This was my fifth Cask Days. I knew no one when I went to my first one. I was solo and anxious like only an introvert can be in a new social situation. I didn’t know what to expect, what to drink, what to say.
I spent the money for a guided tasting of the British casks with Stephen Beaumont, then spent a few hours getting drunk with actors. I ran into Andy, a former teaching colleague. I drank lots of great beer, and talked to so many people my voice was hoarse. It became my favourite beer festival.
Unlike the first one I went to, I did not make extensive lists or highlight cask printouts. I didn’t plan what to drink in advance. I did not go with any plans or notions.
I went with the big plan to see my friends, and have a beer or two. I may have had more than “or two” but I certainly got a chance to hang out with a lot of my brewer friends. Other than the ongoing gastro-intestinal issue, it was pretty close to a perfect day. The sun was shining (I think), and the casks I tried were pretty spot on; there was one exception, but isn’t there always? I stayed away from sours because my body told me to, but it said nothing about abstaining from stouts! My faves were made by two of my favourite people: Jen at DDC with Aphrodisiaque and Aaron at Merit with a Chai imperial stout that was good enough to have seconds.
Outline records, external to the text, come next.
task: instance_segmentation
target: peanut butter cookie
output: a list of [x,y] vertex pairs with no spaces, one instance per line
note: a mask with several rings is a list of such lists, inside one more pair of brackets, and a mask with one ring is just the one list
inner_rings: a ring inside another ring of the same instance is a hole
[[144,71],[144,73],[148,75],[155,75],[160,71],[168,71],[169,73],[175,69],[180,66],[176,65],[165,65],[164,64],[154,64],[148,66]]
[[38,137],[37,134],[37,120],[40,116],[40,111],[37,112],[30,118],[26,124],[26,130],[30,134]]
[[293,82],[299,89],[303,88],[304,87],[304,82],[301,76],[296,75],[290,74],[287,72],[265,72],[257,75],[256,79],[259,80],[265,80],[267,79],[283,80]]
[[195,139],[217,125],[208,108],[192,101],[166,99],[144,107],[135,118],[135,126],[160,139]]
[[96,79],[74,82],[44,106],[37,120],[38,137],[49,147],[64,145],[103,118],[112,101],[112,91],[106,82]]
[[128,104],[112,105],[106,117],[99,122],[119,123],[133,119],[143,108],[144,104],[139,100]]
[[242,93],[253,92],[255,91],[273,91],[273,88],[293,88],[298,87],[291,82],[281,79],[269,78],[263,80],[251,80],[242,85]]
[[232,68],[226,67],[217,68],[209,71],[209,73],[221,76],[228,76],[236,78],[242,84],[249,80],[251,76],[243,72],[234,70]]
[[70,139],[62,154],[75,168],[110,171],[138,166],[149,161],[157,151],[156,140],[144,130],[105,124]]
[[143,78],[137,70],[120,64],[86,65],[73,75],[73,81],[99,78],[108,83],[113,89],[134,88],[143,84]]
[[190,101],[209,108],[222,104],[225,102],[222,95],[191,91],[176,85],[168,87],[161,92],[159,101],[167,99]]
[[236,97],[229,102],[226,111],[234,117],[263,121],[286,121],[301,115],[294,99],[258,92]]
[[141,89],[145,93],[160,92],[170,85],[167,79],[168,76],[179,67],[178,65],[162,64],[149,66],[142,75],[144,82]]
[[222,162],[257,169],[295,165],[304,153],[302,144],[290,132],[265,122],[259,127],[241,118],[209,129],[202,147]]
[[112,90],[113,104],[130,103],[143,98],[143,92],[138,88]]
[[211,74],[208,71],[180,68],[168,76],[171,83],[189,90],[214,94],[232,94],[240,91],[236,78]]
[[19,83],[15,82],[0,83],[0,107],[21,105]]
There was a sad note however. Every Cask Days, I had a chance to catch up with Andy over a beer. He had proudly been to every Cask Days celebration, and I always looked forward to the chance to sit and talk music, beer and politics with him. He was one of my biggest champions when the school and I parted ways, and he did a send-off speech at the staff end-of-year lunch that made me laugh and cry. But cancer won this year, and even though we only talked once a year, I miss him. It does not seem the same without him.